Genossenschaftsbanken: PSD-Bank eröffnet neue Filiale in Bonn

Genossenschaftsbanken : PSD-Bank eröffnet neue Filiale in Bonn

Die Genossenschaftsbank investiert Millionen auch in die Kölner Zentrale. Bankschließfächer werden wieder stärker nachgefragt.

Zwei Städte, zwei Neueröffnungen: Die PSD Bank Köln modernisiert ihren Standort in Köln und sortiert die Filialen in Bonn neu. Voraussichtlich im Frühjahr 2019 eröffnet das genossenschaftliche Institut die bis dahin grundsanierte Zentrale am Kölner Laurenzplatz. Dort investiert die PSD einen zweistelligen Millionenbetrag. Bereits im kommenden Sommer bezieht die Bank in Bonn einen völlig neu gestaltete Filiale in der Maximilianstraße. Dafür schließt die Filiale in der Bonngasse. Der zweite Bonner Standort in der T-Mobile-Zentrale ist Telekom-Mitarbeitern vorbehalten. 20 der insgesamt 160 Mitarbeiter wechseln von Köln nach Bonn.
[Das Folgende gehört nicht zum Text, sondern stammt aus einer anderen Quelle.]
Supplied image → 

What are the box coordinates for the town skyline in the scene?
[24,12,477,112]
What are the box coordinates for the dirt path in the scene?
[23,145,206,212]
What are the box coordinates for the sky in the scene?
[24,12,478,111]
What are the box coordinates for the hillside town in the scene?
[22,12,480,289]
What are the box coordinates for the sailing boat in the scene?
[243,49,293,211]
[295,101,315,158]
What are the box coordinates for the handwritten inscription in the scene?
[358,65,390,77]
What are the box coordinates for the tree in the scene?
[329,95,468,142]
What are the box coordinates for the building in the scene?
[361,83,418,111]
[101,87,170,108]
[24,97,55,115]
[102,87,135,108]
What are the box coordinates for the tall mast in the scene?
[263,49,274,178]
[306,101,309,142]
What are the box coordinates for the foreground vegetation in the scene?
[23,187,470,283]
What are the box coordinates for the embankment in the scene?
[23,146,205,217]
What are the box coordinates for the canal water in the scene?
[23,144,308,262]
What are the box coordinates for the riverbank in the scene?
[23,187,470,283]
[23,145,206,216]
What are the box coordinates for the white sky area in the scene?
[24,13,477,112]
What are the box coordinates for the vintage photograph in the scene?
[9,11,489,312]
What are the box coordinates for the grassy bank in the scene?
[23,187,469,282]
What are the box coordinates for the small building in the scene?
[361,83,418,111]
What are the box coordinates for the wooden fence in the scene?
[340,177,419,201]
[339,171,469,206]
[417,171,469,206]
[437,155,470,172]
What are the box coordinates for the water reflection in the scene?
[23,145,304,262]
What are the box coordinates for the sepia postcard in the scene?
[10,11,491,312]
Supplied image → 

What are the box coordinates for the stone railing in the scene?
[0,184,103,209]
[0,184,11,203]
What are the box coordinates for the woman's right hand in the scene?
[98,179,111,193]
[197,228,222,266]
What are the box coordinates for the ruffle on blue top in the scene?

„Wir wollen wachsen und unsere Kundenbasis breiter aufstellen“, sagt Vorstandsmitglied René Königshausen im Gespräch mit dieser Zeitung. Die ersten Wochen des Jahres 2018 haben für die PSD Bank Köln dahingehend vielversprechend begonnen. „Wir konnten in den ersten drei Monaten rund 1000 neue Kunden gewinnen“, so Königshausen. Die Banker hoffen auf eine Trendumkehr: Im vergangenen Jahr hatte das genossenschaftliche Institut per Saldo rund 1000 Kunden verloren. Das Geldhaus, aktiv in den Städten Köln, Bonn, Aachen und Trier, zählte zum Jahresende rund 95 000 Kunden.

Mit dem Geschäftsjahr 2017, das auch bei der PSD von der Niedrigzinsphase beeinflusst wurde, ist Königshausen zufrieden. Der Bilanzgewinn blieb stabil bei 2,2 Millionen Euro. Der Zinsüberschuss sackte ab von 27,9 Millionen 2016 auf 23,8 Millionen Euro. Das Kreditgeschäft entwickelte sich leicht rückläufig und liegt jetzt bei rund 1,1 Milliarden Euro. Im Kreditgeschäft profitieren die Kölner von regem Geschäft mit Immobilienfinanzierungen. Vor allem bei Forward-Darlehen gibt es eine anhaltend hohe Nachfrage. Hier hilft auch die nach einem dreijährigen Prozess geglückte Ernennung zur Pfandbriefbank. Die Bank kann die Anleihen selbst am Kapitalmarkt platzieren. „Wir werden damit unabhängiger von der derzeit sehr teuren Refinanzierung über die Zentralbank“, so Königshausen.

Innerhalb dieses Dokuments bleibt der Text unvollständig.